La
comunicación del Papa Benedicto XVI de poner fin a su Pontificado de forma
anticipada, por su confesa declaración de falta de fuerzas para seguir
cumpliendo con su misión, ha cogido por sorpresa al orbe católico, por la
súbita decisión papal y por lo insólito del procedimiento dimisionario en la
sede de San Pedro.
Aunque
desde el punto de vista racional no debe de sorprender que un octogenario –que
padece sus achaques propios de su avanzada edad- quiera poder vivir en paz su
última etapa vital, cosa que no suele ser lo propio de un Papa por los
múltiples compromisos públicos y trabajo de su abultada agenda.
Sin
embargo, en esta decisión –que en el caso de Ratzinger seguro ha sido
profundamente meditada- hay un cambio de modelo, o actitud en relación con la
de su antecesor Juan Pablo II –quien se mantuvo en un progresivo deterioro
físico, mostrando su personal sufrimiento de forma pública en el ejercicio de
su pontificado- y que hasta la muerte no cedió la mitra papal. Sobre lo cual,
se dieron todo tipo de explicaciones y razonamientos sobre la entrega total del
anciano Papa, incluso se vino a decir que Cristo no se bajó de la cruz, en el
sufrimiento.

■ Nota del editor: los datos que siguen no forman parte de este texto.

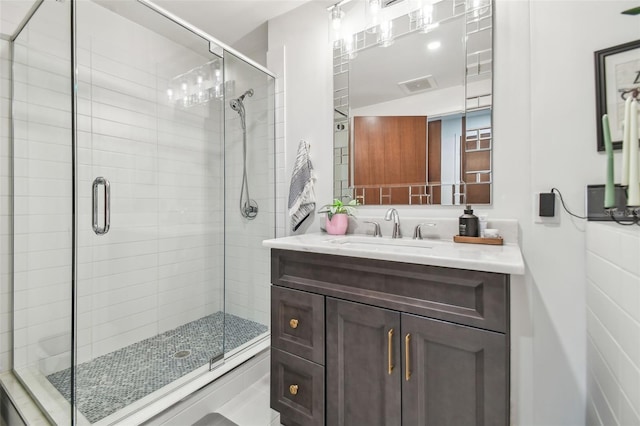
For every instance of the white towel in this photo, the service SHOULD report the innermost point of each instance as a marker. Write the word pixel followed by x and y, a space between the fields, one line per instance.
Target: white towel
pixel 302 199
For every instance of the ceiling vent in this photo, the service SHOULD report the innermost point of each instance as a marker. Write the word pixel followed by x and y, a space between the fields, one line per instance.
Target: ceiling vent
pixel 418 85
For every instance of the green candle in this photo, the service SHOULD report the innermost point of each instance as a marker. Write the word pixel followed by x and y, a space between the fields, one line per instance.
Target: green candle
pixel 609 192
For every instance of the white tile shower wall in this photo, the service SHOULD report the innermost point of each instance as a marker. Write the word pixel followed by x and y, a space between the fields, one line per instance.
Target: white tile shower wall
pixel 159 266
pixel 6 257
pixel 613 324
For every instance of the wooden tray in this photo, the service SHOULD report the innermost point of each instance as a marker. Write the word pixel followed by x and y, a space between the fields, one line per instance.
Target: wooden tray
pixel 478 240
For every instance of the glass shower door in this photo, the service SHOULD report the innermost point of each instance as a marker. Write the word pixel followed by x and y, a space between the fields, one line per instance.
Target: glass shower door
pixel 149 183
pixel 249 200
pixel 42 204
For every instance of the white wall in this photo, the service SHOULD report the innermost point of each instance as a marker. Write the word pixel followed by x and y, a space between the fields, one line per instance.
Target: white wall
pixel 544 137
pixel 302 34
pixel 613 324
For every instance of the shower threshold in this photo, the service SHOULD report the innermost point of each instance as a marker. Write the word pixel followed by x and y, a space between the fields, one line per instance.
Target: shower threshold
pixel 110 382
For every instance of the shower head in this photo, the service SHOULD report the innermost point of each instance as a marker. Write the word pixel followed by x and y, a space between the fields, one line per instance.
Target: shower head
pixel 247 93
pixel 236 104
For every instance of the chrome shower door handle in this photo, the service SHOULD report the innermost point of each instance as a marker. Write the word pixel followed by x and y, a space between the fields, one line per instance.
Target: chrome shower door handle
pixel 107 206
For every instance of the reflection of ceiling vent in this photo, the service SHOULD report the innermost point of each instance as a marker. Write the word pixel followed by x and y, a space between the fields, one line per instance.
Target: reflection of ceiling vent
pixel 417 85
pixel 386 3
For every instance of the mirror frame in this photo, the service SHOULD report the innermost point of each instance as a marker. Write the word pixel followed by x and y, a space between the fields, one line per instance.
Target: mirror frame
pixel 479 18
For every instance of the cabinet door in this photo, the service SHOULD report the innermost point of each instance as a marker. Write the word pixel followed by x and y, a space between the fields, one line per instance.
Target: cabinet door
pixel 363 365
pixel 457 375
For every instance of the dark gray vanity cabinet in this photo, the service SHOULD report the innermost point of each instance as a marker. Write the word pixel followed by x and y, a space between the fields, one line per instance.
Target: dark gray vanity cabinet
pixel 404 344
pixel 363 365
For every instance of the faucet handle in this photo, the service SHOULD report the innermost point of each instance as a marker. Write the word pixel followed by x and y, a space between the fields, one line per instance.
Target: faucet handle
pixel 376 228
pixel 417 232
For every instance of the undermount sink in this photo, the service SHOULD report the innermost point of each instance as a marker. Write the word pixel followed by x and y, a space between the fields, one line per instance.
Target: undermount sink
pixel 379 244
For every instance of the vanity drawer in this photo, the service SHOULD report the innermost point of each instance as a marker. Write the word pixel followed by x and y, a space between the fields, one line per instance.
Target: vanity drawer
pixel 297 389
pixel 297 323
pixel 474 298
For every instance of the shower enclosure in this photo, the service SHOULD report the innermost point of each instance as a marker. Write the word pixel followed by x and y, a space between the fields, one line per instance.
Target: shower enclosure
pixel 135 273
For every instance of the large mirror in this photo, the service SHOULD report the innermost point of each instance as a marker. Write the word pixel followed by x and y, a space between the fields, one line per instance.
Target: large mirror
pixel 412 105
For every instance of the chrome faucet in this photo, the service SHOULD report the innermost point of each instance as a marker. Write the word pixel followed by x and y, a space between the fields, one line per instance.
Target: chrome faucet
pixel 376 228
pixel 393 214
pixel 417 233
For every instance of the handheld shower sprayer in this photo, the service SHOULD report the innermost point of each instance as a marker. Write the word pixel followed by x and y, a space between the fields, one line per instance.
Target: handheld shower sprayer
pixel 248 207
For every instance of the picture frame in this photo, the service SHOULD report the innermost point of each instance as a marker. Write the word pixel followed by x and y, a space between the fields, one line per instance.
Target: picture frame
pixel 617 74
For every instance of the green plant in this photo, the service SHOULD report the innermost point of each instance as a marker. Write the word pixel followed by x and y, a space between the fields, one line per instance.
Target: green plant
pixel 338 207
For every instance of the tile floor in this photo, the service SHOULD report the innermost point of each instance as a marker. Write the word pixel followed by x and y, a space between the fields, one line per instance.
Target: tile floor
pixel 119 378
pixel 251 406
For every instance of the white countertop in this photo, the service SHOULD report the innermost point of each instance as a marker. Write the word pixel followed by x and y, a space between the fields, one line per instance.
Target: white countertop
pixel 506 259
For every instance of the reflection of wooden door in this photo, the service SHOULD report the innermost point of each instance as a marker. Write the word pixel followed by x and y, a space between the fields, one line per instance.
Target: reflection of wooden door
pixel 435 163
pixel 389 151
pixel 476 165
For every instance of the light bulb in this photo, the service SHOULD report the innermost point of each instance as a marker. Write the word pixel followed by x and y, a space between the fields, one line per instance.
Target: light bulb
pixel 385 36
pixel 372 12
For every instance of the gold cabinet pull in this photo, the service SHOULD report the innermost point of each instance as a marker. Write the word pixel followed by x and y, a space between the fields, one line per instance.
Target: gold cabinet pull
pixel 390 350
pixel 293 389
pixel 407 368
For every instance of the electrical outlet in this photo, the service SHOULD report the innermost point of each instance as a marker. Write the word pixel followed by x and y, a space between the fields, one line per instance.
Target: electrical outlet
pixel 555 219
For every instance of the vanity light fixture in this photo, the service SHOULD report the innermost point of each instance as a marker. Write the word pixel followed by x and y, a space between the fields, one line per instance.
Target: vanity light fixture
pixel 373 12
pixel 421 14
pixel 197 86
pixel 336 15
pixel 385 33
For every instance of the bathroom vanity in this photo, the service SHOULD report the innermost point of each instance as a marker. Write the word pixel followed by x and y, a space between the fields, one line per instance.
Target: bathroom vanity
pixel 380 332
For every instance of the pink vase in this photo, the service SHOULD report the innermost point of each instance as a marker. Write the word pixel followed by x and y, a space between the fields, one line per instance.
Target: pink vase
pixel 338 224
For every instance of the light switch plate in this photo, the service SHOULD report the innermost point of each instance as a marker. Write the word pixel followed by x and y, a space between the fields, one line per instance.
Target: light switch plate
pixel 536 211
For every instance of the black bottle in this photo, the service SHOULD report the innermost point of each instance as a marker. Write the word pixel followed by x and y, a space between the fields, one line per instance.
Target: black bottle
pixel 468 223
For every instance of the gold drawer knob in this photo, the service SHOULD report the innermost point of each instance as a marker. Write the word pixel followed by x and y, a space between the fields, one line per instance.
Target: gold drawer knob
pixel 293 389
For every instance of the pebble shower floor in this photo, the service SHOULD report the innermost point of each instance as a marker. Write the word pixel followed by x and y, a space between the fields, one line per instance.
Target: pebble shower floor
pixel 115 380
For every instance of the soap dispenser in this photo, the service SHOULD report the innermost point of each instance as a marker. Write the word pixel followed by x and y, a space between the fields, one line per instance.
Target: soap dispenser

Aunque no faltaron críticas ante esa exhibición pública de una
personalidad en progresivo y rápido deterioro, sufriendo innecesariamente hasta
el final de sus días cargado con la pesada carga de la cátedra de Pedro.
Algo que
Benedicto XVI no ha querido repetir en su persona, quizá por su carácter más
racional, menos emotivo –que su antecesor-, y por ser consciente de la
caducidad humana –por muy asistida que se encuentre del Espíritu Santo-. Por
ello, y dado que la Iglesia necesita el ejercicio de un poder carismático, de
un nuevo liderazgo para estos tiempos, quizá ha sido consciente que él por su
edad, por su deterioro físico (parece que la diabetes le ha afectado seriamente
a la vista, etc.), ha visto humildemente que era el momento de dejar paso a
otra personalidad que pueda acometer con mayor fortaleza y determinación el
gobierno de una Iglesia que ha llegado internamente atomizada en diversidad de
grupos particulares en que se articula la catolicidad, que ha retrocedido
respecto de los postulados del Concilio Vaticano II, que tiene importantes
desafecciones del mundo laico, y que salvo en África y Sudamérica, parece haber
dimitido de su misión de evangelizar a los hombres, aunque no falten
declaraciones de todo tipo, pero no se acomete una auténtica evangelización de
un mundo cada vez más secularizado, que ha dado la espalda a una Iglesia
endogámica, arrugada a la defensiva de los acontecimientos.
Por ello,
vemos en este gesto un acto sabio y humilde de un Pontífice, que ha sido uno de
los grandes teólogos del S. XX, que se ha mostrado en desigual condición como
profesor de teología –como intelectual- que como guardián de la fe, y
finalmente como Papa. Y que ha
comprendido que él no era el Papa que la Iglesia necesita para liderar, aunar
al mundo católico del comienzo del tercer milenio. Decisión en la que no habrá
ahorrado oraciones, y que no por casualidad adopta en el día de la Virgen de
Lourdes (la Inmaculada Concepción), a la que seguro que el Santo Padre se ha
encomendado y ha encomendado a la Iglesia.